Youth Gala Held at Bremen City Hall
In the heart of Bremen, Germany, the annual Night of Youth (Nacht der Jugend) took place on November 6, 2024, in the town hall. This event, themed "RESPEKT:VOLL," served as a powerful antidote to xenophobia, racism, and anti-Semitism, calling upon everyone to treat each other with respect and to live together peacefully.
The evening was a multi-hour, diverse program that brought together young people from all walks of life. The event was planned participatory by the city's youth, offering a platform for entertainment, social interaction, and discussions on youth-related topics. The program included musical performances, dance performances, a political debate among youth, workshops, and an exhibition.
One of the highlights of the night was the conversations in the Senate Hall with two eyewitnesses who shared their experiences of living through the Nazi dictatorship. Dr. Eva Umlauf, born in a Jewish labor camp in the Slovak Republic in 1942, and Friedrich Buhlrich, born in Bremen in 1946 and adopted by a family from Gropele, both offered profound insights into their personal histories.
Dr. Umlauf, who later studied medicine and moved to Munich, where she worked as a pediatrician and psychotherapist, shared her harrowing story of being tattooed with a concentration camp number in Auschwitz at the age of almost two, along with her mother. They were deported to Auschwitz, and while Dr. Umlauf survived, her father and all other relatives were murdered by the National Socialists. Her moving account was immortalised in her book "The number on your forearm is blue like your eyes," published in March 2016.
Friedrich Buhlrich, on the other hand, learned in the late 1960s that he had three half-siblings who did not survive the National Socialism. He has been researching the history of the Bremen Nervenklinik, from which the Klinikum Bremen-Ost emerged.
The evening's program concluded with a poignant moment as Mayor Andreas Bovenschulte opened the event in the Upper Hall of the town hall and sang along with the respect song "None of us is perfect, but we all deserve respect," created by students from the high school on Kobbenzer Street in Tenever.
Attention and tolerance towards different opinions and lifestyles are the basis of a democratic and dignified society.

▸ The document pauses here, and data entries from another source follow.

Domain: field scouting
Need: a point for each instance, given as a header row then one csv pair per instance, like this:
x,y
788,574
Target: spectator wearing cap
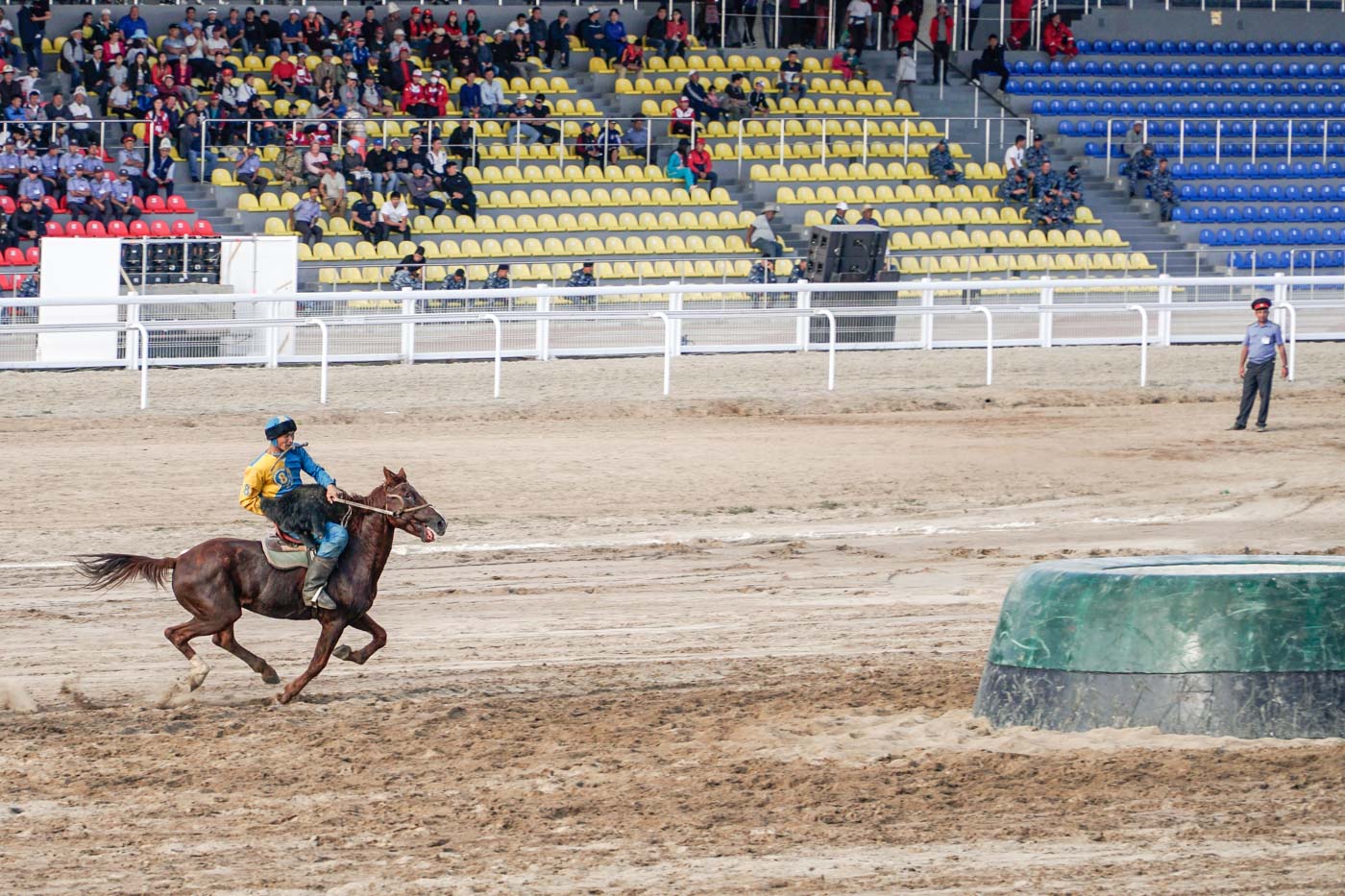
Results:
x,y
639,141
1142,168
396,218
791,76
459,190
762,235
306,217
161,170
558,40
702,163
582,278
121,200
1257,365
676,168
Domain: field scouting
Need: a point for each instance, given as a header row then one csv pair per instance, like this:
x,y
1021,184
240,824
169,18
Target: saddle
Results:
x,y
284,552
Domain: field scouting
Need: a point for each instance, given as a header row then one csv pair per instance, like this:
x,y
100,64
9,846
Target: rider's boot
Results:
x,y
319,570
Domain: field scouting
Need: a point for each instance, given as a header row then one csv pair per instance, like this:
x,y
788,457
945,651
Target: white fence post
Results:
x,y
1046,321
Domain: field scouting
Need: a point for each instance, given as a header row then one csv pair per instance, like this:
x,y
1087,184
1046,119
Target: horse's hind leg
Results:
x,y
225,638
362,655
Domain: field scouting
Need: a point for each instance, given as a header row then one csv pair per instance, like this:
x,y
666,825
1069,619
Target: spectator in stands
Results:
x,y
791,77
1015,187
363,220
676,167
1058,39
675,36
639,141
1073,184
332,190
942,166
1142,167
905,29
123,197
905,76
26,222
702,163
1163,191
248,171
1015,154
683,117
305,218
163,168
631,60
459,190
735,103
757,101
762,235
410,272
991,62
582,278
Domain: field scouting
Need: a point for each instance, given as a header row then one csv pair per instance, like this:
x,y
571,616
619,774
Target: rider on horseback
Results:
x,y
275,472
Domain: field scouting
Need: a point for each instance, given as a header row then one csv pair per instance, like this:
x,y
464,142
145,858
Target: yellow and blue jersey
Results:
x,y
271,475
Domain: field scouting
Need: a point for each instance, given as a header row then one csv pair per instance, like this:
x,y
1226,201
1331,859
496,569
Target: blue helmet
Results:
x,y
279,425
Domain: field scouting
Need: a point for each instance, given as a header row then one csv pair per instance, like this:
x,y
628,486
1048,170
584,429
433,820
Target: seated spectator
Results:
x,y
1058,39
702,163
363,220
1015,190
762,235
305,218
683,118
631,60
791,77
582,278
396,217
676,167
941,164
1163,191
410,272
459,190
991,62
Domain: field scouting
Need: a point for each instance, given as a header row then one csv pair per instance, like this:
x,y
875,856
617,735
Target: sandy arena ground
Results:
x,y
723,642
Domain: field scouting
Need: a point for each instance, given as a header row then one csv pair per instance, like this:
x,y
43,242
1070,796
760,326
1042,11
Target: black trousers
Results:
x,y
1257,379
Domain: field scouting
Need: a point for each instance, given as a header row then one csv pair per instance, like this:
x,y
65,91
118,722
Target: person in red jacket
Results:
x,y
1056,37
941,37
905,29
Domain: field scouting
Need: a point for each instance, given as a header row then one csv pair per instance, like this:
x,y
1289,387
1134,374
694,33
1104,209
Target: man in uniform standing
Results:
x,y
1257,365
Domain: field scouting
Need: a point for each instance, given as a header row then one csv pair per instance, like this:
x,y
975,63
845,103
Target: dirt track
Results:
x,y
719,643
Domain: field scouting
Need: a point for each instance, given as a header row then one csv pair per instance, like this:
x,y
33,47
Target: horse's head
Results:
x,y
409,512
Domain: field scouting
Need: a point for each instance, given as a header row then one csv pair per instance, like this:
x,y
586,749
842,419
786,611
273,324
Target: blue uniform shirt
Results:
x,y
1260,342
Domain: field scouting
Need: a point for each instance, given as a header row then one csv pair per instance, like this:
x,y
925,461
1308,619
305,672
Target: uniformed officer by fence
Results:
x,y
1257,365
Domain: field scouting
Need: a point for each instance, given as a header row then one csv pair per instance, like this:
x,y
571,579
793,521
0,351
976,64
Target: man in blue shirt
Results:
x,y
1257,365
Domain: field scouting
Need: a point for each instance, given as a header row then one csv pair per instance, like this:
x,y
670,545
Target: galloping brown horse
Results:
x,y
221,577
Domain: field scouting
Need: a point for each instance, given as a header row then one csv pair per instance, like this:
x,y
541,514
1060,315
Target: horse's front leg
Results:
x,y
332,627
377,641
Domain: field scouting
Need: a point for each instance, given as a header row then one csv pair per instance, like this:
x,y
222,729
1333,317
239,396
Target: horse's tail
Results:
x,y
110,570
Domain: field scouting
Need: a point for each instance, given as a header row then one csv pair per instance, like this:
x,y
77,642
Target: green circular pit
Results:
x,y
1246,644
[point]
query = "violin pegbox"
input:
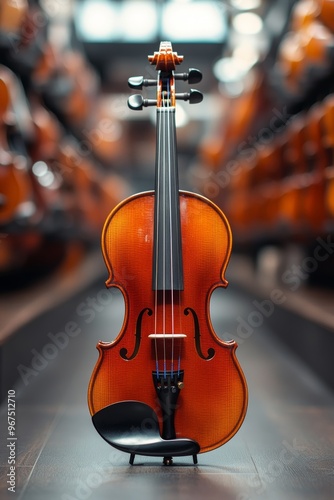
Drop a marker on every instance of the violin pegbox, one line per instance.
(165, 62)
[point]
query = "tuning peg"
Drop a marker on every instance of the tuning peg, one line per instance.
(194, 96)
(138, 82)
(137, 102)
(194, 76)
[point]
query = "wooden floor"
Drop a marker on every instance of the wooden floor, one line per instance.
(284, 450)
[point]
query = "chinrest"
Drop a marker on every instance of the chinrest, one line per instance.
(132, 427)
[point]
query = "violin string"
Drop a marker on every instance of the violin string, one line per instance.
(156, 236)
(164, 104)
(170, 111)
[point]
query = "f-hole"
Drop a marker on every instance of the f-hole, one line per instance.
(123, 352)
(197, 336)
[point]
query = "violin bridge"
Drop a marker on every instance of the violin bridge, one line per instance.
(167, 336)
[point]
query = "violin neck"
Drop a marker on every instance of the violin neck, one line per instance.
(167, 253)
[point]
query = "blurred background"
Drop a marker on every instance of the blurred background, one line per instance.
(260, 145)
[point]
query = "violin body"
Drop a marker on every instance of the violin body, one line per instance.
(213, 402)
(167, 251)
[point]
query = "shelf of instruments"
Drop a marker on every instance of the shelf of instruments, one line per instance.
(270, 165)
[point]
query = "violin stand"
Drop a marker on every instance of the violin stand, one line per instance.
(132, 427)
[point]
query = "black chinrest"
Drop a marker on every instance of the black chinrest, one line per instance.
(132, 427)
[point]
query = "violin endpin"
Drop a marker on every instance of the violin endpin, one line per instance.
(168, 461)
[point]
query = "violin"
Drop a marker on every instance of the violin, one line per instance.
(167, 386)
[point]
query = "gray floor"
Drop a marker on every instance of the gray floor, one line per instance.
(284, 450)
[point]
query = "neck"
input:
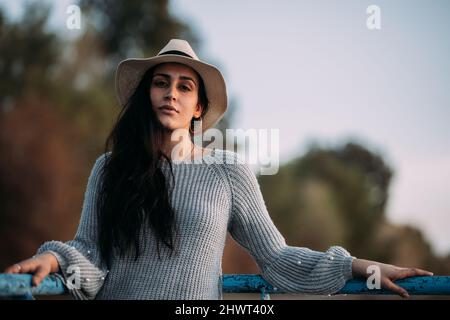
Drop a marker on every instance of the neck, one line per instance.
(178, 146)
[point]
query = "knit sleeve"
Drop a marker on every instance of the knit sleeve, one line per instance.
(81, 268)
(288, 268)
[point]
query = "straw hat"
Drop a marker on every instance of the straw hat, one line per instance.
(130, 71)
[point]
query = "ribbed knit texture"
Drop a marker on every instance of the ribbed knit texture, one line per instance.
(210, 198)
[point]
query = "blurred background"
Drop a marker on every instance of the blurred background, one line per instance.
(363, 115)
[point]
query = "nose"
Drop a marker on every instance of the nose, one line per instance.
(171, 93)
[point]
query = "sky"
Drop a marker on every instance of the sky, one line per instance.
(313, 70)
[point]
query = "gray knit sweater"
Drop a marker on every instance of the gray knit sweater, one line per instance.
(218, 195)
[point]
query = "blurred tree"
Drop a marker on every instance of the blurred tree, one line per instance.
(331, 196)
(133, 28)
(28, 56)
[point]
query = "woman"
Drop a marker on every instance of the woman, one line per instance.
(154, 224)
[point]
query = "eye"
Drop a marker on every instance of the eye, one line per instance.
(185, 88)
(159, 83)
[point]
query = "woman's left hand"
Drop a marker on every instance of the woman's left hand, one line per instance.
(388, 274)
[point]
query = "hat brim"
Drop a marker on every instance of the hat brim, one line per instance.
(130, 71)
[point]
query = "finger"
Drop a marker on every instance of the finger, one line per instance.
(411, 272)
(15, 268)
(388, 284)
(11, 269)
(421, 272)
(40, 274)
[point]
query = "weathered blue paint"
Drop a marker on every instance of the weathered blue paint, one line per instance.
(18, 286)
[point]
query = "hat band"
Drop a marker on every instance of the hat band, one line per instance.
(180, 53)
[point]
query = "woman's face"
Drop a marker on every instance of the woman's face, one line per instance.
(174, 95)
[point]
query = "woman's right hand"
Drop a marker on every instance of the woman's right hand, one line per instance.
(41, 266)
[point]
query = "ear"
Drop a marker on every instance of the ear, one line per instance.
(198, 110)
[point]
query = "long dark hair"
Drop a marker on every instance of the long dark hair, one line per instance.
(134, 193)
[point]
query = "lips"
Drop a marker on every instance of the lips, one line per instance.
(168, 108)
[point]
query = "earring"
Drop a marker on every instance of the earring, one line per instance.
(197, 123)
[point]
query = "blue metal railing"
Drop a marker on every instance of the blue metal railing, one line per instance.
(18, 286)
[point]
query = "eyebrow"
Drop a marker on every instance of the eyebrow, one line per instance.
(181, 77)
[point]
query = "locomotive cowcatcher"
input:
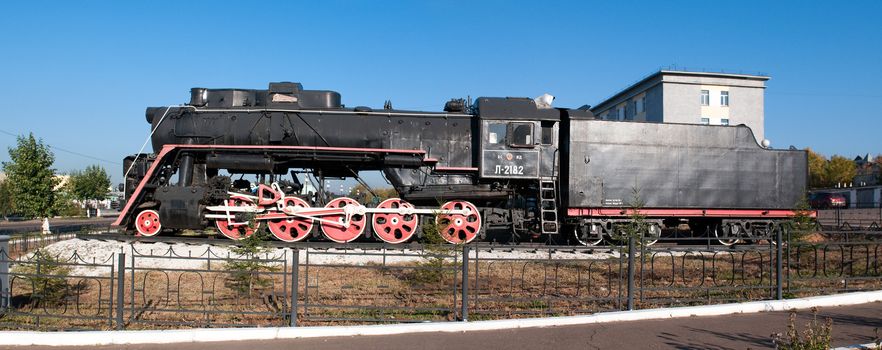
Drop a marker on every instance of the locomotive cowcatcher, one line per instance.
(496, 169)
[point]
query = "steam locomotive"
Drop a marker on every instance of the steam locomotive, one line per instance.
(495, 167)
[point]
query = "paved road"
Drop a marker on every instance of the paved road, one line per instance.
(851, 325)
(7, 227)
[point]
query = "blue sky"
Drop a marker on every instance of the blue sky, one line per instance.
(79, 74)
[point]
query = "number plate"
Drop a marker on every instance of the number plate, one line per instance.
(510, 164)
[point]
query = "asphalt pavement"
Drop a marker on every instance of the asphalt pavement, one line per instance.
(851, 325)
(67, 224)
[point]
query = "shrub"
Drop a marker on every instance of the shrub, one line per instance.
(47, 278)
(247, 270)
(816, 335)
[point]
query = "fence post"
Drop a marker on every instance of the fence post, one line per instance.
(295, 280)
(465, 283)
(120, 289)
(779, 265)
(631, 272)
(5, 293)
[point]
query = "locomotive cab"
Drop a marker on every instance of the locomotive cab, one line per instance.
(518, 139)
(519, 149)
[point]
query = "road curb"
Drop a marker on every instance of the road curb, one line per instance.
(92, 338)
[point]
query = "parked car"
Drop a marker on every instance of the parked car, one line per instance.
(826, 200)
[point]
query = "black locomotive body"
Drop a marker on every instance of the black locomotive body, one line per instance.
(506, 167)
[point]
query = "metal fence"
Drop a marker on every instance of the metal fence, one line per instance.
(194, 286)
(862, 218)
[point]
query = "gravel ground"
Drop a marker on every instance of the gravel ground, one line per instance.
(87, 253)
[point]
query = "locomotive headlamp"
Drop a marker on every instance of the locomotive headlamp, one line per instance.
(198, 97)
(544, 101)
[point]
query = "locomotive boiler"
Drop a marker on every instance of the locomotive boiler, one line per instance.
(497, 168)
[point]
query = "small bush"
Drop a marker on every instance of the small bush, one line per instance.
(246, 272)
(816, 336)
(49, 284)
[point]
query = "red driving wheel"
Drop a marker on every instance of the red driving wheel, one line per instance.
(233, 229)
(147, 223)
(337, 231)
(459, 228)
(394, 228)
(292, 229)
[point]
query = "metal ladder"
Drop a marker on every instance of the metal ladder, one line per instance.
(548, 206)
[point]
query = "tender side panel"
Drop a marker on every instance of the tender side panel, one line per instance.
(679, 166)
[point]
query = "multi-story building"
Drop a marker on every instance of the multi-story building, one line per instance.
(670, 96)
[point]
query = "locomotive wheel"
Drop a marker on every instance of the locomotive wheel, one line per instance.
(458, 228)
(237, 231)
(293, 229)
(337, 232)
(394, 228)
(727, 234)
(653, 233)
(587, 239)
(147, 223)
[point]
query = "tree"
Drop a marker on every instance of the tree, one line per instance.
(93, 183)
(31, 177)
(7, 206)
(877, 163)
(840, 170)
(817, 169)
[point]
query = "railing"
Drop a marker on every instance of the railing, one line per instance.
(156, 286)
(851, 219)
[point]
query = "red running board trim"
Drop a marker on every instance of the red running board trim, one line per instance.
(168, 148)
(141, 184)
(713, 213)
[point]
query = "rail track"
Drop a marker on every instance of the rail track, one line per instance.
(221, 241)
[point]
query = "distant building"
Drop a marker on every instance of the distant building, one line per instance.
(670, 96)
(868, 172)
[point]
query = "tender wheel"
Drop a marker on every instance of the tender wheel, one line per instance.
(458, 228)
(233, 229)
(394, 228)
(338, 231)
(589, 236)
(147, 223)
(292, 229)
(727, 234)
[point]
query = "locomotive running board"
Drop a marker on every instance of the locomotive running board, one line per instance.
(711, 213)
(166, 149)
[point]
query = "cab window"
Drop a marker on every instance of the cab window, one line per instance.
(521, 134)
(496, 133)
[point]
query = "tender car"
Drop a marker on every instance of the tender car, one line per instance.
(826, 200)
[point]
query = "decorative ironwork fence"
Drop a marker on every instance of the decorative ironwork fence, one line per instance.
(194, 286)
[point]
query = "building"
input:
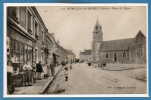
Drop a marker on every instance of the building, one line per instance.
(130, 50)
(85, 55)
(26, 36)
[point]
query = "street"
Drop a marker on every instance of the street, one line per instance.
(84, 79)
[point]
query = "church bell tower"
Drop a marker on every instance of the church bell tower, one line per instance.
(97, 41)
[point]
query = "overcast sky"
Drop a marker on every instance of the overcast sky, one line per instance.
(73, 26)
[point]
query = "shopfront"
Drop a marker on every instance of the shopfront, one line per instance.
(21, 50)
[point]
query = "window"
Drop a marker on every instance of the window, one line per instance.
(23, 16)
(11, 12)
(29, 27)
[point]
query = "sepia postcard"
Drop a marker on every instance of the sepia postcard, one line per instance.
(75, 50)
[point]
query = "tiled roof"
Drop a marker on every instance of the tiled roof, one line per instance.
(86, 52)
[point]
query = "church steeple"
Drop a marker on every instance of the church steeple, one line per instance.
(97, 40)
(97, 27)
(97, 31)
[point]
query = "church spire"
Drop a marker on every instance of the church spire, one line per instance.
(97, 26)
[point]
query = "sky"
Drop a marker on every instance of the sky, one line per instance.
(73, 25)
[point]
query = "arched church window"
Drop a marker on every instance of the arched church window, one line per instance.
(107, 55)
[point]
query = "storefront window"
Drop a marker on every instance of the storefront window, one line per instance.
(12, 12)
(23, 16)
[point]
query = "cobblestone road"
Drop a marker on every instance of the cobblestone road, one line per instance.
(84, 79)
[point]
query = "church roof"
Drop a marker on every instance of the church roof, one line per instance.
(122, 44)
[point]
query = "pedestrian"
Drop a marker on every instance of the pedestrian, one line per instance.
(34, 72)
(64, 65)
(27, 74)
(39, 70)
(48, 70)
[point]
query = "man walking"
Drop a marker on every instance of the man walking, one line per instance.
(28, 74)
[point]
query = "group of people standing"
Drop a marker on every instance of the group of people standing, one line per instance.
(33, 73)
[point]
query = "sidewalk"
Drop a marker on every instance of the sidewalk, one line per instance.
(36, 88)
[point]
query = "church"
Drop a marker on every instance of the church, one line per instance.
(122, 51)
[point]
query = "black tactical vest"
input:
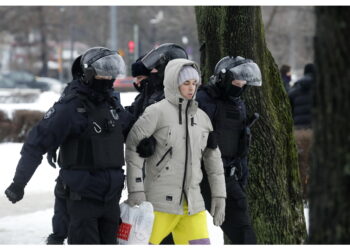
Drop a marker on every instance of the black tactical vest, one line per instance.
(229, 121)
(101, 144)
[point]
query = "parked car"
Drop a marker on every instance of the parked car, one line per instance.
(11, 92)
(124, 84)
(23, 79)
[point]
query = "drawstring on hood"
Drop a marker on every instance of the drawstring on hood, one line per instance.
(180, 110)
(171, 86)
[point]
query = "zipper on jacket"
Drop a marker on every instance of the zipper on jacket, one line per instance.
(186, 155)
(180, 110)
(167, 152)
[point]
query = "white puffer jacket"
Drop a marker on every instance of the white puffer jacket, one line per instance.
(170, 177)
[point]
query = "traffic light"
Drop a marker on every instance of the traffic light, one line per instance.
(131, 46)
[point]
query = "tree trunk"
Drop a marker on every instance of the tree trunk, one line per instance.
(274, 188)
(330, 171)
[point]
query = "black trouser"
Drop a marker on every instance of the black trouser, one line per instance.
(92, 221)
(60, 219)
(237, 225)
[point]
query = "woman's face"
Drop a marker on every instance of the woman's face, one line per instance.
(188, 88)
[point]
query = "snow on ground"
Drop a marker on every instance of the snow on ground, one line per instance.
(29, 221)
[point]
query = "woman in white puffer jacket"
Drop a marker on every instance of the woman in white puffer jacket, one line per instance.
(173, 173)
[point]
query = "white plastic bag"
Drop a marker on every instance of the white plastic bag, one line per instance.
(137, 223)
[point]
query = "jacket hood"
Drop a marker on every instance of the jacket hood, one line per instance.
(305, 82)
(171, 77)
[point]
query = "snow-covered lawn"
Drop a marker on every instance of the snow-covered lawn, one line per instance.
(29, 221)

This year's Night of Youth event in Bremen served as a powerful reminder of the importance of respect and unity, commemorating the crimes of the NS dictatorship and the Reichspogromnacht of November 9, 1938, while fostering a sense of community among the city's youth.
- The participatory program of the Night of Youth in Bremen not only offered a platform for entertainment and social interaction but also sparked discussions on personal growth, focusing particularly on understanding and learning from historical accounts of the Nazi dictatorship.
- The importance of education-and-self-development, politics, and general-news was apparent in the speaker series at the event, as participants heard gripping personal narratives from eyewitnesses of the Nazi era, emphasizing the need for attention and tolerance towards different opinions and lifestyles.